In this article, Graham gives four examples of scenarios that represent the extremes that can occur on Wall Street.
Penn Central (Railroad) Co – An extreme example of a failure to recognize the warning signals of financial weakness.
Investors failed to recognize that the interest coverage ratio (1.9x) failed to meet the bottom threshold of 5x that Graham sets out. Investors ignored the fact that earnings per share were being published BEFORE special charges associated with an ill-conceived merger, and that AFTER these charges, the EPS was negative (the investors pushed the price upward anyways). Further, even after considering all the quantitative problems with the company, investors ignored the fact that use of railroads was going down and Penn Central was losing a greater share than its competitors.
Present-Day Comparison: Lucent Technologies vastly overpaying for Chromatis Networks
Moral: Always conduct a proper analysis! Failure to recognize warning signs will lead to inconsistent returns at best, major losses at worst.

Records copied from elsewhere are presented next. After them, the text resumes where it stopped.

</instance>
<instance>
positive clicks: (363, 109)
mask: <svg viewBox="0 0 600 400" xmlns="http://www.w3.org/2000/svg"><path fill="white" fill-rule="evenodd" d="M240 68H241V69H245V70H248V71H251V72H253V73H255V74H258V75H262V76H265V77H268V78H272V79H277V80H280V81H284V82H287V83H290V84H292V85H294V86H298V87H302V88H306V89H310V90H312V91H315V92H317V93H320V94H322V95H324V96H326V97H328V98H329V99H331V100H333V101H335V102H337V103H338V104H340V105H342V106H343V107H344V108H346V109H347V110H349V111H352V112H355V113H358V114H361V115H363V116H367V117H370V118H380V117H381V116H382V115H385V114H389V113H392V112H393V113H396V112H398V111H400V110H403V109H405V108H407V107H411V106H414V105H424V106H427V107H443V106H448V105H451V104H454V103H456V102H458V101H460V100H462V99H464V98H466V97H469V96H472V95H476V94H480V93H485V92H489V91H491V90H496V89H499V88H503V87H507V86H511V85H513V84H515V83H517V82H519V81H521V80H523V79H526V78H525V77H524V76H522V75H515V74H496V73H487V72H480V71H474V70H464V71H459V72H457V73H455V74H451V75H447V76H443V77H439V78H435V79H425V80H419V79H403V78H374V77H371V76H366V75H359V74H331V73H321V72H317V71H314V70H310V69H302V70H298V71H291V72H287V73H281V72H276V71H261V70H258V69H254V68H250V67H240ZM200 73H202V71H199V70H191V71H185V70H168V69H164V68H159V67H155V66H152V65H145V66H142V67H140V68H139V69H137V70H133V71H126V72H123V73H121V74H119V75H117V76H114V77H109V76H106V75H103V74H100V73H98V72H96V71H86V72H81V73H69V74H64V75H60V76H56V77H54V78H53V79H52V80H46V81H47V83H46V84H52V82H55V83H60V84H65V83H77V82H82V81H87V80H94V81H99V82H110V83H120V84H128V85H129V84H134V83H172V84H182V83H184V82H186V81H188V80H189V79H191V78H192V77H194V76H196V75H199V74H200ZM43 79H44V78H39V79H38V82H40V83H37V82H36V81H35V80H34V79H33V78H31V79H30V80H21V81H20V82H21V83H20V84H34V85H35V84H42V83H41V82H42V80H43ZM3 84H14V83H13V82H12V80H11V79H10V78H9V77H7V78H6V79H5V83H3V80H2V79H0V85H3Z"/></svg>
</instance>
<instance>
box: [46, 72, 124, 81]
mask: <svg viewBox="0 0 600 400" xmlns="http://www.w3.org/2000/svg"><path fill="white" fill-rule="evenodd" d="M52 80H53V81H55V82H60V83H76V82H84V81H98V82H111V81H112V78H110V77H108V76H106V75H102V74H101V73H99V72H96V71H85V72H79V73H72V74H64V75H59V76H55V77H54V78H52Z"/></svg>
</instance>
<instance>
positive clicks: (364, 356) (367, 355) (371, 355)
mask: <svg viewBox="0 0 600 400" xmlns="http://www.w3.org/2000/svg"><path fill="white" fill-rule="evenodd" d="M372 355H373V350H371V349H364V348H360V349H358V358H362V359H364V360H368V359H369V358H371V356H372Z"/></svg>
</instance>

Ling-Temco-Vought Inc – An extreme example of empire building.
James Ling started a company that began acquiring dozens of unrelated companies. These acquisitions were funded by LTV stock. The more acquisitions LTV made, the higher its stock went, which meant that LTV could afford more acquisitions. This was a house of cards that inevitably came crashing down.
Present-Day Comparison: Tyco International (Acquired 200 companies in 2000 alone!)
Moral: Unrelated acquisitions are often ill-conceived and lead to poor returns. Watch out for companies that appear to be empire building.
NVF Corp – An extreme example of a corporate acquisition of a company seven times its size, which led to huge debt. In doing so, the company employed accounting gimmicks with a series of undecipherable entries to make the company seem far more attractive than it is.
Present-Day Comparison: AOL-TimeWarner (AOL shareholders getting 55% of the newly merged firm, despite TimeWarner being 5x the size!)
Moral: Be careful about companies that have taken on enormous amounts of debt to purchase larger companies. This may make the new entity unsustainable. Be extra careful when the subsequent financial statements are shady, as this is a good sign that management bit off more than it can chew and is now trying to hide its mistake.
AAA Enterprises – An extreme example of public stock financing of a small company.
The owner had begun franchising his business which only earned $61,000 before tax. He went public, selling at 115x earnings due to the franchising concept. Ultimately, it crashed.
Present-Day Comparison: eToys (went public, becoming valued at $7.8 billion on the first day, when it only had losses to show for itself. It was spending $2 for every $1 in sales!)
Moral: Don’t fall for ambitious plans for the future or other “hot issues.” Buy based on historical performance of the underlying company.